Amato ragazzo. Lettere a Hendrik C. Andersen 1899-1915
- Autore: Henry James
- Categoria: Narrativa Straniera
- Casa editrice: Marsilio
Quando c’è un carteggio dello scrittore Henry James, uno dei grandissimi di fine Ottocento e inizio Novecento, che scrive a un giovane scultore, c’è sempre la curiosità che James si lasci andare, che riveli una maldestra bisessualità o semplicemente un amore verso i giovani che lo avvicinano.
Un Socrate a Londra. La verità è che lo scrittore americano scrive tanto ma non dice mai niente e, se dovessimo dare retta alle sue lettere, Henry James è stato un uomo che ha rifiutato il sesso nella sua totalità, che dopo una lunga vita potrebbe non aver avuto rapporti sessuali né con donne, né con uomini.
Ma essendo un genio, su questo argomento non ha detto niente di significativo, e poi chi se ne importa, se non fosse che gli editori mettono sempre un titolo ambiguo, per attirare lettori.
In questo caso il titolo è Amato ragazzo. Lettere a Hendrik C. Andersen 1899- 1915 (Marsilio, 2000, curatela di Rossella Mamoli Zorzi, postfazione di Elena di Majo, con testo a fronte), dove le uniche concessioni a un affetto e a una ammirazione per il giovane scultore sono dei reiterati "My dear, my dear" , caro ragazzo più che amato ragazzo.
Le lettere di Henry James sono straordinarie, perché sembra sapere tutto sulla scultura, come sa tutto sulla scrittura e i talenti sono talmente tanti che l’unico risultato può essere la meraviglia di un uomo non più giovane che ha più spirito dello scultore. Che avrà presumibilmente aperto la corrispondenza se non altro che per bearsi della scrittura di un uomo così poliedrico.
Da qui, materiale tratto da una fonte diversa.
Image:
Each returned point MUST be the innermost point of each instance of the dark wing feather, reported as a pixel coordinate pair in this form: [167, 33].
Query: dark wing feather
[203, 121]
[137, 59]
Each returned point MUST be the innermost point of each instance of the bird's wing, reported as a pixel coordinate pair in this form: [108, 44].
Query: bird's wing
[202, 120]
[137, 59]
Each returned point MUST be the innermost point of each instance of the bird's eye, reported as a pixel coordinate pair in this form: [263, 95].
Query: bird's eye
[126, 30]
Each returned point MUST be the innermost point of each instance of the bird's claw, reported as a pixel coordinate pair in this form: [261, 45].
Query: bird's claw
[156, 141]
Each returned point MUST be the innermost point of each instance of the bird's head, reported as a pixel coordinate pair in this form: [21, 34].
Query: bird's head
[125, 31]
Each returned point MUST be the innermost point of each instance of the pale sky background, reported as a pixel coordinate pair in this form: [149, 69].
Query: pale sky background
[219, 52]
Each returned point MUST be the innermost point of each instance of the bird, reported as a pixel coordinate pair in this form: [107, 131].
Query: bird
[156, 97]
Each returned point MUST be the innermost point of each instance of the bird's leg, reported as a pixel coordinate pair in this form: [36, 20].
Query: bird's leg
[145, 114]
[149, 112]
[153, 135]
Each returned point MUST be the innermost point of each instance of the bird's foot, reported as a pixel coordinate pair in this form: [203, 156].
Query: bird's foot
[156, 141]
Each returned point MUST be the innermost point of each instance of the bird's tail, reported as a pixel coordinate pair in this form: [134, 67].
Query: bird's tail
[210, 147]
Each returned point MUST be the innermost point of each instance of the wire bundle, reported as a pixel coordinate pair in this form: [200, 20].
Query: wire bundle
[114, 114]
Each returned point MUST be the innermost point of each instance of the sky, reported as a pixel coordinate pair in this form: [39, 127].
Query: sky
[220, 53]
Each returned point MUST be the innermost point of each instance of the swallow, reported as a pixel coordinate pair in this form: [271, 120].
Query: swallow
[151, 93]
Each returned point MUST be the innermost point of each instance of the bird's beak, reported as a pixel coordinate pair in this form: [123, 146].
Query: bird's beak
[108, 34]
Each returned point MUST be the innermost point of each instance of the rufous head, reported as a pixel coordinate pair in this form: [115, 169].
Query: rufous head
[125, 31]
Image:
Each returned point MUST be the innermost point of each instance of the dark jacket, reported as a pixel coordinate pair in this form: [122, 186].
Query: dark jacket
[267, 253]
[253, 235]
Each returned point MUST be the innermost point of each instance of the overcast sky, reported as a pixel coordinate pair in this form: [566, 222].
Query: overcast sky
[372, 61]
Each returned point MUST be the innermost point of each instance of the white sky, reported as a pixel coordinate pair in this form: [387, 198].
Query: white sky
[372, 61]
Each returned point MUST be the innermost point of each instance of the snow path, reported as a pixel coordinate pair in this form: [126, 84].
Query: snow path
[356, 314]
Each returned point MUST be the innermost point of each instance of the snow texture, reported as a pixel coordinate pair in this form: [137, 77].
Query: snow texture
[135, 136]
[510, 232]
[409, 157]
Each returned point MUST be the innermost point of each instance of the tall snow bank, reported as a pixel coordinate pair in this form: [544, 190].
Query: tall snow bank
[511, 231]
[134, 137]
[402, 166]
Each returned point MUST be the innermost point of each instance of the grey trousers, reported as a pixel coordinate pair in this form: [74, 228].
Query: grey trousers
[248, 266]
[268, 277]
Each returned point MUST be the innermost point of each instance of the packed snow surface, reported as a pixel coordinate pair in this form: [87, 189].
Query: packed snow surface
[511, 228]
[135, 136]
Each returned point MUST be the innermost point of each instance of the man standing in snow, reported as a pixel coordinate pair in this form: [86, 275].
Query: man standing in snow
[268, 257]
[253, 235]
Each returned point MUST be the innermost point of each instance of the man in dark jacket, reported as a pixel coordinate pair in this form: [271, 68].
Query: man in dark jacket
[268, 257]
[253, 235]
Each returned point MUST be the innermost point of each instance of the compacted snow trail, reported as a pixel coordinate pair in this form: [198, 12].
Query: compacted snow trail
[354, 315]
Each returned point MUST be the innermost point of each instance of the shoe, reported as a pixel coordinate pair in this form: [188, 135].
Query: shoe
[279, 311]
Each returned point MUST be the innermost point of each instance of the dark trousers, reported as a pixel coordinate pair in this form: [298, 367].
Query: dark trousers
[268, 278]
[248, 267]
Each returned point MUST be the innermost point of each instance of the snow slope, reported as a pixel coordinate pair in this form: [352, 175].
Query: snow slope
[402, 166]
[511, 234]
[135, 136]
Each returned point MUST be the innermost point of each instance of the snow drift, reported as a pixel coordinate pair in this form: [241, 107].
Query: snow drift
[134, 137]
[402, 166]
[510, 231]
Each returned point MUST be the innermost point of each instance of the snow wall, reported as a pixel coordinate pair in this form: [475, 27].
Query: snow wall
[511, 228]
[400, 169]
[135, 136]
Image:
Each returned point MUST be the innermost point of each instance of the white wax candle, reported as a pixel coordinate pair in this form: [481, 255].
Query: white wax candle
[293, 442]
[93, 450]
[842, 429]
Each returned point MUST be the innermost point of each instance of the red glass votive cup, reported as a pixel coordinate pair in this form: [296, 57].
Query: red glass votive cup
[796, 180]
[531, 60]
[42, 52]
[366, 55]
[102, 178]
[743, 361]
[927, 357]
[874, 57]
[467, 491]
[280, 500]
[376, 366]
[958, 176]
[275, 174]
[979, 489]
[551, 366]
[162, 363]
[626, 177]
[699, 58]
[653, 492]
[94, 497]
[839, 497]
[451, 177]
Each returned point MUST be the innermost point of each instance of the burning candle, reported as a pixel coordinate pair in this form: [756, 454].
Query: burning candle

La prima volta che si incontrarono fu a Roma, città che James amava a piccole dosi, perché la trovava caldissima d’estate e troppo umida in inverno.
Strano a dirsi ma lo scrittore amava il clima inglese, quasi un paradosso, pur vivendo isolato nel Sussex, in un piccolo paesino, dove trovava la forza per continuare a scrivere, anche per motivi economici. E poi i suoi soggiorni a Londra erano sempre una gioia. Amava quella grandissima città, la sentiva simile al suo temperamento. Lo scultore americano-svedese lo portò a Via Margutta per vedere le sue opere e Henry James ne comprò una che mise sul caminetto della sua casa.
Raffigurava donne nude e uomini nudi; lo scrittore non aveva problemi morali ad ammirarli. Ma il carteggio è pieno di fatti che non corrispondono alla realtà. L’americano britannico alla fine, in oltre sedici anni di lettere, vide di persona lo scultore solo sette volte. Praticamente nemmeno una volta all’anno, mentre le lettere hanno un piglio spontaneo come se si fossero visti la sera prima.
E, nel corso degli anni, lo scrittore trovò orribili le sculture di Andersen, che erano diventate enormi, sproporzionate e glielo disse senza nessun problema.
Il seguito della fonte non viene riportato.